Since $19$ is conveniently prime, the cyclotomic extension $\mathbb{Q}(\zeta_{19})/\mathbb{Q} = \mathbb{Q}[X]/(X^{18} + \cdots + X + 1)$ is cyclic.

Answer 3

For convenience, a cyclic extension of degree $n$ will be called a $C_n$-extension, where $C_n$ denotes the cyclic group of order $n$. It is known that $\mathbf Q$ admits a $C_n$-extension for any $n$, see e.g. https://math.stackexchange.com/a/2028709/300700. But let us try more ambitiously to determine all the $C_{18}$ extensions $E/\mathbf Q$. By the Chinese Remainder Theorem, such an extension will be the compositum of a $C_2$-extension and a $C_9$ -extension of $\mathbf Q$ , and the problem boils down to the construction of all the $C_9$-extensions of $\mathbf Q$. We can proceed in two steps :

1) First construct a $C_3$-extension $F/\mathbf Q$. Recalling that $C_3\cong A_3$, classical Galois theory tells us that over a field $K$ of characterictic $\neq 2$, the splitting field $L_f$ of an irreducible polynomial $f\in K[X]$ is a $C_3$-extension iff the discriminant $Disc(f)$ is a square in $K$. This classifies in particular the $C_3$-extensions of $\mathbf Q$. Note that a primitive element of $L_f$ can be explicitly computed using Lagrange resolvents.

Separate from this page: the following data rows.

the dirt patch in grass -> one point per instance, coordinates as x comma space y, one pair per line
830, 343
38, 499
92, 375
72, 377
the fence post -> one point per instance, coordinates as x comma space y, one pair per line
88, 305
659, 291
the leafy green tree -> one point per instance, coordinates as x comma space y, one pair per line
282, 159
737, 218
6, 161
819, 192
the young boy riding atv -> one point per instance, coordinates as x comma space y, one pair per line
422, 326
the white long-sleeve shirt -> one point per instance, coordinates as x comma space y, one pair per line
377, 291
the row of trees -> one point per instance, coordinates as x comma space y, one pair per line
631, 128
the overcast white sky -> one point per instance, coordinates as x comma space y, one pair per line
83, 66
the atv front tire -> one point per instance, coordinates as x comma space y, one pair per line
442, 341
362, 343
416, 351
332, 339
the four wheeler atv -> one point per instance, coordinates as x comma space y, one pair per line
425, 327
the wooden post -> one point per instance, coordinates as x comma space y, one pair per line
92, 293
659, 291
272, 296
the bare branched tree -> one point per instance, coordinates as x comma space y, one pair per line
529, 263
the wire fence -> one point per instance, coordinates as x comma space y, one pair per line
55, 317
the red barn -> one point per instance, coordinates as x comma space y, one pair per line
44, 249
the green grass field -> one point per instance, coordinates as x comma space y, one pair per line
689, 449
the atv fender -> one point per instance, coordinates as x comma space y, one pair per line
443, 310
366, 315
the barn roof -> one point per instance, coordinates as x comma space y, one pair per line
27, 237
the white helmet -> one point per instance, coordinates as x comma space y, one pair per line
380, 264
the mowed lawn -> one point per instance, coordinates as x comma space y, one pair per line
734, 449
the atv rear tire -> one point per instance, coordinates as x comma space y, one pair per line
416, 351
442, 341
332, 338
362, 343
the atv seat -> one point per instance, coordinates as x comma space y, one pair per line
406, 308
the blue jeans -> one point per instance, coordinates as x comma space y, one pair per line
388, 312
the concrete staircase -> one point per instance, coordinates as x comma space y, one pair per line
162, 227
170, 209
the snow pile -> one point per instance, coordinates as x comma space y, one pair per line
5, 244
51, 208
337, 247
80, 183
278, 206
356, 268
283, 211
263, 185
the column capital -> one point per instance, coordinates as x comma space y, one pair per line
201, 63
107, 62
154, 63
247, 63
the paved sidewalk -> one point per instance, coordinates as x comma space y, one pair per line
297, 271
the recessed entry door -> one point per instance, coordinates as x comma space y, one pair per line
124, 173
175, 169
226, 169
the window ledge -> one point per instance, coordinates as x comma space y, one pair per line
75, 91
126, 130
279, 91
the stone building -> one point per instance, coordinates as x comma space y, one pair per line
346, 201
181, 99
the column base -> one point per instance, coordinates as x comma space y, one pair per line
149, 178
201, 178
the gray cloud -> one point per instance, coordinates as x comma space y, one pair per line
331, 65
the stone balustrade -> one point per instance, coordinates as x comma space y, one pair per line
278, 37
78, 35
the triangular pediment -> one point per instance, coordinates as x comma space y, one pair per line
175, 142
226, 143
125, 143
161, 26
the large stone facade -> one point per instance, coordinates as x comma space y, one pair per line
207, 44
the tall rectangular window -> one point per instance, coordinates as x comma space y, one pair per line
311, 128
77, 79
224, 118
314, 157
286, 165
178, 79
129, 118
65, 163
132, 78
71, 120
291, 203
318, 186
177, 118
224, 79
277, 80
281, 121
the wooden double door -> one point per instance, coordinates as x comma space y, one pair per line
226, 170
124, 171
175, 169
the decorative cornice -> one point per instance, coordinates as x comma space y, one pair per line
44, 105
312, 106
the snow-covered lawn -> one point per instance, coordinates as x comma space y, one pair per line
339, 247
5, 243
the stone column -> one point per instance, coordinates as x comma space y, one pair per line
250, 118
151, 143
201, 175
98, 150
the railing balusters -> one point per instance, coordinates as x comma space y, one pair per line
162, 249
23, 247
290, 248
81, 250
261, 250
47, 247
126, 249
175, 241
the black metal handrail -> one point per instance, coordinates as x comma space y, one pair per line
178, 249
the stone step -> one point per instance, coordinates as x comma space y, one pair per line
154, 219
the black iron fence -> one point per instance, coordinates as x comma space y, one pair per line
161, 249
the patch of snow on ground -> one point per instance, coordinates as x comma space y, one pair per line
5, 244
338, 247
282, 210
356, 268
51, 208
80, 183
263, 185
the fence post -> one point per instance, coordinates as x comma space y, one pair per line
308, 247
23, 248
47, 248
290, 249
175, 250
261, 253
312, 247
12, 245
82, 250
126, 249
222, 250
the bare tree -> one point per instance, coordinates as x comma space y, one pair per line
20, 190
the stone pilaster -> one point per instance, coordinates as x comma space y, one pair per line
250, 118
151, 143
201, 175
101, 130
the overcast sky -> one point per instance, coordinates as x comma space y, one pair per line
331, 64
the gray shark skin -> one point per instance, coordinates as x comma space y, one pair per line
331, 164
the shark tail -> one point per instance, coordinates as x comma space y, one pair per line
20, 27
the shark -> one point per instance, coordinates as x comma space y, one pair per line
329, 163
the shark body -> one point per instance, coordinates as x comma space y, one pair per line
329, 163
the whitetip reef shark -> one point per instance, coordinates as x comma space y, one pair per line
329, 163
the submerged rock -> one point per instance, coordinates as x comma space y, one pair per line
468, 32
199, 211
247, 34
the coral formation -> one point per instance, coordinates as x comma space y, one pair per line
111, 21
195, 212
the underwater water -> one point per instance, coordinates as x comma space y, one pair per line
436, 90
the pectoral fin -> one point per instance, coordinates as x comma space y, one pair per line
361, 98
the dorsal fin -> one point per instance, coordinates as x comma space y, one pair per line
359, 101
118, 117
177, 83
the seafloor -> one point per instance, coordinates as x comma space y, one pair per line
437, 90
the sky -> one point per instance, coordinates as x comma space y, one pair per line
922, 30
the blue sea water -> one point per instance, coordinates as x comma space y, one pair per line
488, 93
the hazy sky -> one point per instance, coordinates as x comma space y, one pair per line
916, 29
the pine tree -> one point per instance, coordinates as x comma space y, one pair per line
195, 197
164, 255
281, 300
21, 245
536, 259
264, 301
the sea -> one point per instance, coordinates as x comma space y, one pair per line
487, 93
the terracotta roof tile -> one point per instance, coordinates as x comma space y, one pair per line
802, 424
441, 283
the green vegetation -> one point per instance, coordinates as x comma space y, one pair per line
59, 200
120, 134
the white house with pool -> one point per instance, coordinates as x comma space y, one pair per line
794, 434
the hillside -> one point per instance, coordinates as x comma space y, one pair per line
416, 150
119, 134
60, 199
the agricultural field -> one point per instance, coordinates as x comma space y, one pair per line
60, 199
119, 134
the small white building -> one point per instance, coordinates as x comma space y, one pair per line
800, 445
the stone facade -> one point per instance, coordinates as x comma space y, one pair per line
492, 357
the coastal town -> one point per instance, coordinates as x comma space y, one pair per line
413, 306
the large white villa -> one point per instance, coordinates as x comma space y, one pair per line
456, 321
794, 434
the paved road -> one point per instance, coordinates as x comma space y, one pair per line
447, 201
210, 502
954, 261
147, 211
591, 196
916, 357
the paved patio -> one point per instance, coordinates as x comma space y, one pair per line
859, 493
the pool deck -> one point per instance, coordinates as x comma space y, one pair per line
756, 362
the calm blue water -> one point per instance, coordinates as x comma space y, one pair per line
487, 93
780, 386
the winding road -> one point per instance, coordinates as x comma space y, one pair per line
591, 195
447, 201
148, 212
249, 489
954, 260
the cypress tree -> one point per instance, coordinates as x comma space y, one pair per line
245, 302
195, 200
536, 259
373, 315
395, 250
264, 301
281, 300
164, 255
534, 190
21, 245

2) Introduce then the quadratic field $\mathbf Q(j)$, where $j$ is a primitive $3$-rd root of $1$ , and put $L'=L_f(j)$, which is a $C_3$-extension of $\mathbf Q(j)$. A classical exercise in Kummer theory tells us that $L'/\mathbf Q(j)$ can be embedded into a $C_9$-extension $L''/\mathbf Q(j)$ iff $j$ is a norm from $L'$. More precisely, if $s$ is a generator of $Gal(L'/\mathbf Q(j))$ and $L''=L'(\sqrt[3] a)$, then $L''/\mathbf Q(j)$ is Galois iff $a^{-1}.s(a)= x^3$, hence $N(x)^3=1$; if $N(x)=j$, then $x^3$ is of the form $a^{-1}.s(a)$ by Hilbert's thm. 90, and $L''=L'(\sqrt[3] a)$ will be a $C_9$- extension of $\mathbf Q(j)$. This classifies all $C_9$-extensions of $\mathbf Q(j)$ containing $L'$. The additional necessary and sufficient condition for $L''/\mathbf Q$ to be Galois is that $a^{-1}.t(a)= x^3$ for all $t\in Gal(L'/\mathbf Q)$. If such is the case, because $2$ and $9$ are coprime, $Gal(L''/\mathbf Q)$ (of order $18$) will be a semi-direct product, i.e. there will be a $C_9$- extension $F/\mathbf Q$ s.t. $L''=F(j)$.

These considerations allow us in principle to get hold of all the $C_9$-extensions of $\mathbf Q$. A good practical (but idiotic) exercise would be of course to recover $\mathbf Q(\zeta_{19})$ in this way.